L’égalité = Personne n’est sacrifiable

La société a certes une indépendance vis à vis de ses membres, c’est même l’un des principes fondamentaux de Surimposium. Mais il s’agit d’une indépendance relative. La société ne peut se maintenir sans le bon état de ses membres. Le principe égalitaire prend racine dans les T avant le D. C’est à dire qu’aucun individu n’est sacrifiable. Le “Tu ne tueras point” est un véritable principe collectif parce qu’ancré dans les individus. C’est la survie des T qu’il pointe avant celle du D. Une société utilitariste qui négligerait ce principe est destinée à s’effondrer. Aucun organisme ne survit quand ses molécules se décomposent.

Que le D soit interdit de sacrifice sur les T n’empêche aucunement un T de décider de se sacrifier pour les autres. C’est cela le véritable exercice de la solidarité. Il n’existe pas d’être vivant tel que « l’Humanité », mais nous le faisons exister dans chacun de nos univers mentaux. L’effort solidaire est un effort individuel. C’est la fusion de tous ces efforts solidaires qui fait exister le D.

Une grave erreur de direction

L’utilitariste fait donc une erreur de direction. Il voit le D comme une entité pensante, un nouveau Dieu concrétisé par les humains, et la solidarité comme un geste du D vers les T. Pas du tout. Ce geste ne prend forme qu’en retombée de l’effort de l’individu pour le collectif, qui est la direction première. Faire du D un Dieu bienveillant infantilise l’individu et le dissuade d’un tel effort. « Dieu agira à ma place ».

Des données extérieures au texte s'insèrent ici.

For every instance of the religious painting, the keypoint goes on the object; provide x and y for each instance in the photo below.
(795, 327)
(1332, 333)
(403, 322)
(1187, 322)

Pour cette raison, l’utilitarisme a causé une régression de la solidarité authentique dans la société contemporaine. Nous entendons de toutes parts des réclamations telles que « la sécurité sociale me doit… », « l’État a le devoir de… », « l’entreprise doit donner… ». Symptômes d’une perversion du D, qui n’est plus la propriété des individus, mais a été transféré à une divinité supérieure, Sécurité Sociale, État, Capitalisme, qui seraient dotés de ressources indépendantes et illimitées.

La société a la propriété des ressources, pas des vies

La déontologie, qui prône le respect de la personne humaine, est la force fondamentale créant le lien entre individus. Ils forment ainsi une société solidaire, entité supérieure à leurs T, mais pas aux individus pris dans leur complétude, puisque ceux-ci sont aussi le support physique du D. Le D ne peut se maintenir sans respect de l’intégrité des individus.

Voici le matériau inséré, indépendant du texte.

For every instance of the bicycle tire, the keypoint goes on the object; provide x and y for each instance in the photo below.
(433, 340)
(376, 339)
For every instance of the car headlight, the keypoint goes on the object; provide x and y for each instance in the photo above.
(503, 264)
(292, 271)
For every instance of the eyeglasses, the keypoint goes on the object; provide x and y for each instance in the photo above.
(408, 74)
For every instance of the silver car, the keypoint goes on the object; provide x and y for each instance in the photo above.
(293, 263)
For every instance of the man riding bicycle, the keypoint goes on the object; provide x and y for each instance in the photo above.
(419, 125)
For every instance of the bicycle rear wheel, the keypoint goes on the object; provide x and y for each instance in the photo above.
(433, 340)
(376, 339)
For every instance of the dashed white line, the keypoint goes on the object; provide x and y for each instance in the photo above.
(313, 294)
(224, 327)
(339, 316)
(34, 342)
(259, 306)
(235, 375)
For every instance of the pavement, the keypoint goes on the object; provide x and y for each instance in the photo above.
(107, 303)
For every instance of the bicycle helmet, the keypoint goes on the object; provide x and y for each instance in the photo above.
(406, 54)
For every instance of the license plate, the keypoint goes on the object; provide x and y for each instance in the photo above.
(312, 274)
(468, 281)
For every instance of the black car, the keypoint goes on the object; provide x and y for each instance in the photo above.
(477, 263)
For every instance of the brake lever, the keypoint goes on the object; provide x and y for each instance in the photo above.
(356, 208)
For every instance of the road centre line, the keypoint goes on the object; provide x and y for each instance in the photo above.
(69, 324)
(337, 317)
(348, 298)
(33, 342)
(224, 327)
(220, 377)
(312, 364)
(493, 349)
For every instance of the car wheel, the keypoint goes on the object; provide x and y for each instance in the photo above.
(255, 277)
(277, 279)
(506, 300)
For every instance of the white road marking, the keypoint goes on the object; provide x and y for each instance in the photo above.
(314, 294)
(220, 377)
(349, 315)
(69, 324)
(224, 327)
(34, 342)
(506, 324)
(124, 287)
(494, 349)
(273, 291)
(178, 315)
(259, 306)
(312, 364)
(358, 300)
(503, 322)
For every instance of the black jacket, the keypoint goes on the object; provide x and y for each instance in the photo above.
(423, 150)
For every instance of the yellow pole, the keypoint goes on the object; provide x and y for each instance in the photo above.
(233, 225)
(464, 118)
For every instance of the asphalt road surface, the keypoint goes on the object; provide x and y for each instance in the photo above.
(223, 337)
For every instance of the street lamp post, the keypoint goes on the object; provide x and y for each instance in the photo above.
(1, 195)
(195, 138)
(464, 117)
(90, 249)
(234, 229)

Redisons-le ainsi : La société n’est pas supérieure aux individus, seulement à leurs ego(s). Lorsqu’il s’agit de partager des ressources, la société peut s’imposer aux ego(s). Lorsqu’il s’agit de la vie des individus, c’est impossible. Ils en sont les seuls propriétaires. C’est la faille cruciale de l’utilitarisme, qui croit pouvoir gérer les vies comme des ressources financières. Non. Nous n’habitons qu’une vie. Elle n’a pas de prix.

Finalement, de deux philosophies inapplicables, je choisis sans hésiter celle de Jésus contre celle de Bentham. Le premier, lui, voulait nous sauver tous. Même l’obèse.